Thursday, September 22, 2016

Sands of Time.

Say, do you come here often?
Sesriem, Namibia – We queued along the crease between light and dark as the sun mounted its assault on the sky.

We had arrived early to climb Dune 45 – purported to be the second-tallest dune in the world, behind nearby Dune 7 – in Namib-Naukluft National Park. Looking around later, doubt in that statistic crept in like the shadows that fell onto each of the sand's curves.

Sometimes you have to take these 'facts' with a grain of sand. Still, the dune is 80-metres high, and composed five-million-year-old sand.
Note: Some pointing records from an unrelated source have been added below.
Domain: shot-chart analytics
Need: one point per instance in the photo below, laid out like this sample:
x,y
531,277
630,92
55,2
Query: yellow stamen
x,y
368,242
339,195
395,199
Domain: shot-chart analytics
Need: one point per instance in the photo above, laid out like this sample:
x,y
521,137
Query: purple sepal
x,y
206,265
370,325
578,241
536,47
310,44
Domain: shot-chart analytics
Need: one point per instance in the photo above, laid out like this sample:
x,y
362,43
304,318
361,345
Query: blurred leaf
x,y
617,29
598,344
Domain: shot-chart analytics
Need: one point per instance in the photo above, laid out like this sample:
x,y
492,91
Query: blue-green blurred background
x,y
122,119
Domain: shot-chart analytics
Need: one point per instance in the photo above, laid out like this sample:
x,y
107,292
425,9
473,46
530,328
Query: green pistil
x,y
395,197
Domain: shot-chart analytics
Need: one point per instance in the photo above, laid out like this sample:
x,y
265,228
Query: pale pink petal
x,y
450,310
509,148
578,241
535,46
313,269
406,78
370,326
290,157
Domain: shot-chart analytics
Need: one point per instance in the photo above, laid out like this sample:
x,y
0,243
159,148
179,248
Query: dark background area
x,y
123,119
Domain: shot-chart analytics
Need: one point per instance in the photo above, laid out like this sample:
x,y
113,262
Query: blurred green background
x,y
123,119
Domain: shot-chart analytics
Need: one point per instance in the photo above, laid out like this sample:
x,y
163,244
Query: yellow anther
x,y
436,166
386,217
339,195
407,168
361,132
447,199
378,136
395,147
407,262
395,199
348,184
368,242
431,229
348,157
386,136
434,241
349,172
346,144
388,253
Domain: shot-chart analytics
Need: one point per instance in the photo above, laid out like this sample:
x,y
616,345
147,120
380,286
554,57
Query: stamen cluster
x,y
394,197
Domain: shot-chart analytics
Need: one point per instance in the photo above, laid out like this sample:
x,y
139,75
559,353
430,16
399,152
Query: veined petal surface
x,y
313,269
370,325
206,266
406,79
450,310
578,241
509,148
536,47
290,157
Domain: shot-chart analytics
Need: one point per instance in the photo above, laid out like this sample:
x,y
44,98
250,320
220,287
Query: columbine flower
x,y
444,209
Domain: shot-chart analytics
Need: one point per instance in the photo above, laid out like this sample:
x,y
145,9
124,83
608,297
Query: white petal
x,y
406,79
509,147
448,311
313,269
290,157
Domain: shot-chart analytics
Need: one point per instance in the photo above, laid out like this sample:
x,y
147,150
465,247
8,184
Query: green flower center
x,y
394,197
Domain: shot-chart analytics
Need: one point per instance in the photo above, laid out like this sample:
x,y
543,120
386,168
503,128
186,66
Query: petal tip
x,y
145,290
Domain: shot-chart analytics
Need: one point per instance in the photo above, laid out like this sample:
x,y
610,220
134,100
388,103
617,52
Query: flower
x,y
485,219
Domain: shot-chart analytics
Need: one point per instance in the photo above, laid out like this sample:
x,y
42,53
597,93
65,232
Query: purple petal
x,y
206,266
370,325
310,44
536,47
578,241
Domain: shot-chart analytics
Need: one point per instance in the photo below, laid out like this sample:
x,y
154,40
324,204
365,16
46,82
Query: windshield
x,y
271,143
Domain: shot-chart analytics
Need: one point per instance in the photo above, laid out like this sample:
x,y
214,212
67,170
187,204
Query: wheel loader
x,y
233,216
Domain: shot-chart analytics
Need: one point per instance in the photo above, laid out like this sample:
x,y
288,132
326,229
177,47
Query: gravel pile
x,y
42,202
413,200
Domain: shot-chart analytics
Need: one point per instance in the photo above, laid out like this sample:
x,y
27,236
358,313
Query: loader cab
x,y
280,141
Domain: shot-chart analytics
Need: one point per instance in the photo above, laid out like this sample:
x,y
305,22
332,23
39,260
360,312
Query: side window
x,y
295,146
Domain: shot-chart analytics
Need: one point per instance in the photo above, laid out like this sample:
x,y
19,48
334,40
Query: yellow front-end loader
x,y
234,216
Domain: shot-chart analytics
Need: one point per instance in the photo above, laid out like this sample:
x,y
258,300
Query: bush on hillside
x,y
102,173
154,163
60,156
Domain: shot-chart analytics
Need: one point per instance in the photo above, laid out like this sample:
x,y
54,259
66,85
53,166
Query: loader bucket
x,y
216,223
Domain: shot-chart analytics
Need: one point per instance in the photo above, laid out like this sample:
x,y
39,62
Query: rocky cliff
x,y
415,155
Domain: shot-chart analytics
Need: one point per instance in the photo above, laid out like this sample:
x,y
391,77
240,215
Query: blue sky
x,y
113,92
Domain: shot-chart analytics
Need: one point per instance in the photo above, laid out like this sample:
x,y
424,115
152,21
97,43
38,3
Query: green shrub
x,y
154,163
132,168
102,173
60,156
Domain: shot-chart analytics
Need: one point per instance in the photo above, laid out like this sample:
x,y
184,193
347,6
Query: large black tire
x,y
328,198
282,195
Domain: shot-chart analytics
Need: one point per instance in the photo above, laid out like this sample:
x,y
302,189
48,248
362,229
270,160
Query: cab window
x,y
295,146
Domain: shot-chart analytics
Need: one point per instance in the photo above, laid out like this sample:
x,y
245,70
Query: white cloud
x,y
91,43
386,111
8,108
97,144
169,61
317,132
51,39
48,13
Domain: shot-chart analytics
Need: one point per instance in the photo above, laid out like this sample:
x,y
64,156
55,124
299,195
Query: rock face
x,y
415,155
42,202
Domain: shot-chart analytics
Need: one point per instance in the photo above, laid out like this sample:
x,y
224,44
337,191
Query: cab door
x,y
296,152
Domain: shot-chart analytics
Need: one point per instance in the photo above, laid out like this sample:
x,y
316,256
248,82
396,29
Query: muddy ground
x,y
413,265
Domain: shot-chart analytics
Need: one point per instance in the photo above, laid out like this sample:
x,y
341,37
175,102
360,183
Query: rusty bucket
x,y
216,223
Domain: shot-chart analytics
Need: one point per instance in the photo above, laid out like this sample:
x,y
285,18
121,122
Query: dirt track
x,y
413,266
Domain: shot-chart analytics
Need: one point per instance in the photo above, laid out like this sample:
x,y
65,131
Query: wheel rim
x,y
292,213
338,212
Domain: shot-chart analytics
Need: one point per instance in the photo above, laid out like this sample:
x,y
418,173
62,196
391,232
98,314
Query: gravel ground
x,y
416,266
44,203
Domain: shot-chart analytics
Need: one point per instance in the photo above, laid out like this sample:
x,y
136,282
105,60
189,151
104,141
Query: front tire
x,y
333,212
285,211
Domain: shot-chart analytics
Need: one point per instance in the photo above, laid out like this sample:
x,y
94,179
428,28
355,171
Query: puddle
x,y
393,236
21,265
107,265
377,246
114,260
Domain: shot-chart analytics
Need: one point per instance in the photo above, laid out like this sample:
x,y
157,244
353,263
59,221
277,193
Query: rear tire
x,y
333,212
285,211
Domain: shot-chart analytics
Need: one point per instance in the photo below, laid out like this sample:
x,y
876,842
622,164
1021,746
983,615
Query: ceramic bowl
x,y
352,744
Either way, it was hilly beach as far as you could see. The sand was soft and cool on the feet, but each step forward led me to sink anew as we hiked the knife-edge to the summit. Soon, my legs themselves felt like sand. I had become one with the mountain.

The hourglass, filled on the way up, emptied in an instant as I promptly ran straight back down.

As the temperature climbed, we carried-on to Sossuvlei, making our way to a 400,000-year-old dried lake bed now carpeted by bleached clay. The gnarled remains of blackened trees twisted hauntingly from cracks in the ground that mirrored their grotesque – yet beautiful – form.

History, preserved; the hourglass tipped for another day.